Nemmeno gli immaginifici per eccellenza come Julius, Gabriele ed Emilio avrebbero avuto l’ardimento di attentare alla sacralità del football, sia pure in modo virtuale. E invece, ci ha pensato la finanza creativa internazionale, che partendo dal presupposto del fair play è arrivata di conseguenza al foul play, mandando a carte quarantotto vecchi schemi e vecchi convenevoli del mondo del pallone, ma anche del sistema più complesso di una società civile, che da sempre vive nel comodo equivoco che lo sport sia quello che si vede dalle tribune, piuttosto che dai sofà. Per certi versi campi da gioco e televisori non sono altro che luoghi e strumenti attraverso i quali da decenni e decenni si consuma un rito sempre più dedicato al dio denaro e sempre meno a Giove Olimpico.
Questa storia della Super Lega del calcio internazionale potrebbe essere in realtà una benedizione, una occasione da sempre attesa per fare chiarezza, per separare il grano dal loglio e stabilire una volta per tutte che la pratica sportiva nei vari gradi di livello, dalla pura amatorialità all’agonismo più esasperato, nulla ha a che vedere con quello di cui hanno finito per parlare, divergendo, grandi imprenditori e grandi statisti.
Ma vi pare che Macron, Draghi, Johnson e compagnia cantando devono calarsi in prima persona nel cortile della rissa e dire la loro sui presunti valori dello sport, quando comunque stiamo dando soprattutto numeri e i coinvolti sono fior di professionisti della finanza, piuttosto che del gol?
Forse questa è proprio l’occasione per tornare a ragionare e magari ringraziare per una volta chi ha sparso il COVID per il mondo, dal pipistrello alla presunta provetta, perché mettendo in mutande chi sullo sport e sul tifo sportivo specula sempre più pesantemente, ha praticamente fatto saltare il coperchio dal pentolone.
Paradossalmente, anche il mondo olimpico – con la minimizzazione in essere dei Giochi di Tokio – ha mostrato il suo vero volto, quello che troppo tende all’apparire, lasciando sul lastrico chi organizza senza tutele appuntamenti divenuti insostenibili, ipertrofici, tanto quanto questo calcio dei grandissimi club, divenuto obeso senza possibilità di riparo, salvo approdare al mondo della fiction. In definitiva, che senso ha parlare ancora di colori e di bandiere di appartenenza, quando tutti i protagonisti sono cavalieri di ventura, pronti a passare da una parte all’altra!
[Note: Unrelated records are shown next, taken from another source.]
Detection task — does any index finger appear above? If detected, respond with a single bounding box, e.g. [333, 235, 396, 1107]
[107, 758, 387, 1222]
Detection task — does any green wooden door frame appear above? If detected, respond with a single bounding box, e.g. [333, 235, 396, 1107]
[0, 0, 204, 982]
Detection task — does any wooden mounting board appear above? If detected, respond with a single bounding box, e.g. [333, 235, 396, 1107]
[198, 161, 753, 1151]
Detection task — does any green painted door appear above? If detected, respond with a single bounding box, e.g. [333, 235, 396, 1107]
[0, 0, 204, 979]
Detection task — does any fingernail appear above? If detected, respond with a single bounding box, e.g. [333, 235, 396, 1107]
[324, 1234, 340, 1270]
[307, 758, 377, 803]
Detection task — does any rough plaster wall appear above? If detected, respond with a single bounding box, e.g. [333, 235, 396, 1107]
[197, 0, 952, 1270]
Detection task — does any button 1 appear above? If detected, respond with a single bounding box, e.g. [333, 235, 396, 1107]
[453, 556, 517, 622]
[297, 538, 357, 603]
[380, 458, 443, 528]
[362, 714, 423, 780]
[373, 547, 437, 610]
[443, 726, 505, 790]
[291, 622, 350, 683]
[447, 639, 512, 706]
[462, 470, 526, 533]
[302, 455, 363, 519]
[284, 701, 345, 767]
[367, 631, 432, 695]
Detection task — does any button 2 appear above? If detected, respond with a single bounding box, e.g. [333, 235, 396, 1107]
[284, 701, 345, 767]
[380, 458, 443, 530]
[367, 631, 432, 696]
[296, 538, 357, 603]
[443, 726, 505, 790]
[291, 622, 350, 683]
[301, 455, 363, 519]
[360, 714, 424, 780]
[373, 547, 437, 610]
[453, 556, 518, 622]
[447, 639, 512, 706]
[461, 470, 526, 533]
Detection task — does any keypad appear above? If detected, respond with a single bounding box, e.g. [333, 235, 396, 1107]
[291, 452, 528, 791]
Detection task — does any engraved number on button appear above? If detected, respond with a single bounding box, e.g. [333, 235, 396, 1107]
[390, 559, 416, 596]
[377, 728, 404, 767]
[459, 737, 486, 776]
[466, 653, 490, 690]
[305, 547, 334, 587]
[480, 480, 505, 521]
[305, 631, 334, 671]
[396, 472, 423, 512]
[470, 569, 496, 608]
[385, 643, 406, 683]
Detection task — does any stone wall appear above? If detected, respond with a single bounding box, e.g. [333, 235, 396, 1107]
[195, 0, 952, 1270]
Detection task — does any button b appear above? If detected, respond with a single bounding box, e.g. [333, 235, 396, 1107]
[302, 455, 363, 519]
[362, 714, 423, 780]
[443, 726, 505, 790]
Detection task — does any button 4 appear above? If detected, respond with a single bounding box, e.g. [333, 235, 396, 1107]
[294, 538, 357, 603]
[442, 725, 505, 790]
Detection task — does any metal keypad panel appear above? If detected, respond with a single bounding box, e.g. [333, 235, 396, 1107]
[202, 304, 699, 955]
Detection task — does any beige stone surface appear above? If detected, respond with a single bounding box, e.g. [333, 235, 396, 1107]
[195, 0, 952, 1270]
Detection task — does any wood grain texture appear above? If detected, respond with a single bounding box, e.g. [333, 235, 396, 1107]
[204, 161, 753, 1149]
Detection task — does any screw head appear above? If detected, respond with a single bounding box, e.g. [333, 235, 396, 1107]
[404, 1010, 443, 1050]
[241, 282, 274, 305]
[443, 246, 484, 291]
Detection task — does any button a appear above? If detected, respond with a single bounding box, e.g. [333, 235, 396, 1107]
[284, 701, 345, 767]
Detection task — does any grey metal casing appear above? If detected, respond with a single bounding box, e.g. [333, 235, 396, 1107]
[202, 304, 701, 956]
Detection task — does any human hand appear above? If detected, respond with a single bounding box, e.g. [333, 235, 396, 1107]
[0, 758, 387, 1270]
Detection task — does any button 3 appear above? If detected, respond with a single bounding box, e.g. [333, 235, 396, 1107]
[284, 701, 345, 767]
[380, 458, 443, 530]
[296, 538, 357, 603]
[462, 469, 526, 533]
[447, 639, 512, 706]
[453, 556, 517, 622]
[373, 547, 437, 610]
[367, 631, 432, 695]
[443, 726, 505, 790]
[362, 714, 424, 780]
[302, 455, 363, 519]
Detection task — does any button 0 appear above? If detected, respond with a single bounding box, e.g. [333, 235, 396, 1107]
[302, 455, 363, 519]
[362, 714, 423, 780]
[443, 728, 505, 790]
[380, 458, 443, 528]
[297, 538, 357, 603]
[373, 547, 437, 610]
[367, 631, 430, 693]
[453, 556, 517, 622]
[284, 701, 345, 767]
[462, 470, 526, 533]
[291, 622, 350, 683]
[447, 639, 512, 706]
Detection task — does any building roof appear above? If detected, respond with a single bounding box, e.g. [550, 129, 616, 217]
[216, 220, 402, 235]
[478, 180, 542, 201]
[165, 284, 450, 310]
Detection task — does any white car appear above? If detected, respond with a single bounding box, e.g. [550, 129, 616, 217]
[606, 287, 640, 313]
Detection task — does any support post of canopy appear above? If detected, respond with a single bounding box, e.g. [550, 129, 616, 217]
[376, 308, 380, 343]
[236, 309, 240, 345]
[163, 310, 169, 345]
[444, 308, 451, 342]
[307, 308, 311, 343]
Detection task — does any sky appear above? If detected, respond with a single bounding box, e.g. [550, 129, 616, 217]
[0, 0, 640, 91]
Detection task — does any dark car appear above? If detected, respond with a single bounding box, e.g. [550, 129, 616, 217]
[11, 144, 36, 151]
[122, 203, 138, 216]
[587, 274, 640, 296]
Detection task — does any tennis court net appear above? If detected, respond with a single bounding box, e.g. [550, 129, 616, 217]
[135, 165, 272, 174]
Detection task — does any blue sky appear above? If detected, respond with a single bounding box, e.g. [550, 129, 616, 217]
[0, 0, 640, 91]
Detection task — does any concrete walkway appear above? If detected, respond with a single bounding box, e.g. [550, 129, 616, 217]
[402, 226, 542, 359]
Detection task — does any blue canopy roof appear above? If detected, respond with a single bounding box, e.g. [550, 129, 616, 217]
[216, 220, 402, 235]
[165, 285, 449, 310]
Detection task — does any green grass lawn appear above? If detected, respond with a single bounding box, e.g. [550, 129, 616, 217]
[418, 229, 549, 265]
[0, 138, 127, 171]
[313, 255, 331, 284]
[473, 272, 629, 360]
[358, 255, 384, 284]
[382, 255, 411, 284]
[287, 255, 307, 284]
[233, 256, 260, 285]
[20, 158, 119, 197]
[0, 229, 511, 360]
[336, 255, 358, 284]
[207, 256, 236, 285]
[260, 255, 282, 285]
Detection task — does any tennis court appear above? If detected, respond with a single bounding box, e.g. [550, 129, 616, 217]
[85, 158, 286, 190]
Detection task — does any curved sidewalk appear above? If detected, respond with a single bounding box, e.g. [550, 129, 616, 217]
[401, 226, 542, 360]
Pensiamo piuttosto ad una riforma europea dello sport, quello praticato e per tutti, garantendone il diritto in modo inclusivo, posto che si è capito quanto faccia la differenza per la salute di una società civile che ambisce al benessere sociale senza esclusioni. Francamente, credo sia venuto il momento di muoversi in tal senso e senza tentennamenti o mezzi termini. Nel 1993, un manipolo di dirigenti illuminati, tra cui diversi italiani, catalani e danesi, riunito in quel di Parigi, avviò un processo da cui nacquero due nuovi organismi internazionali, l’ISCA (International Sport and Culture Association) e la CESS (Confederation Europeenne Sport Santé ). Proprio quest’ultima, assopita ma sempre valida come idea salvifica, adesso potrebbe ripartire da Bercellona, mentre cresce anche il nostro OIKOUMENE, il grande progetto del Comitato Nazionale IItaliano per il Fair play per la riconciliazione dell’area mediterranea, attraverso lo sport e fuori dai Palazzi intossicati da interessi incompatibili col merito e i bisogni.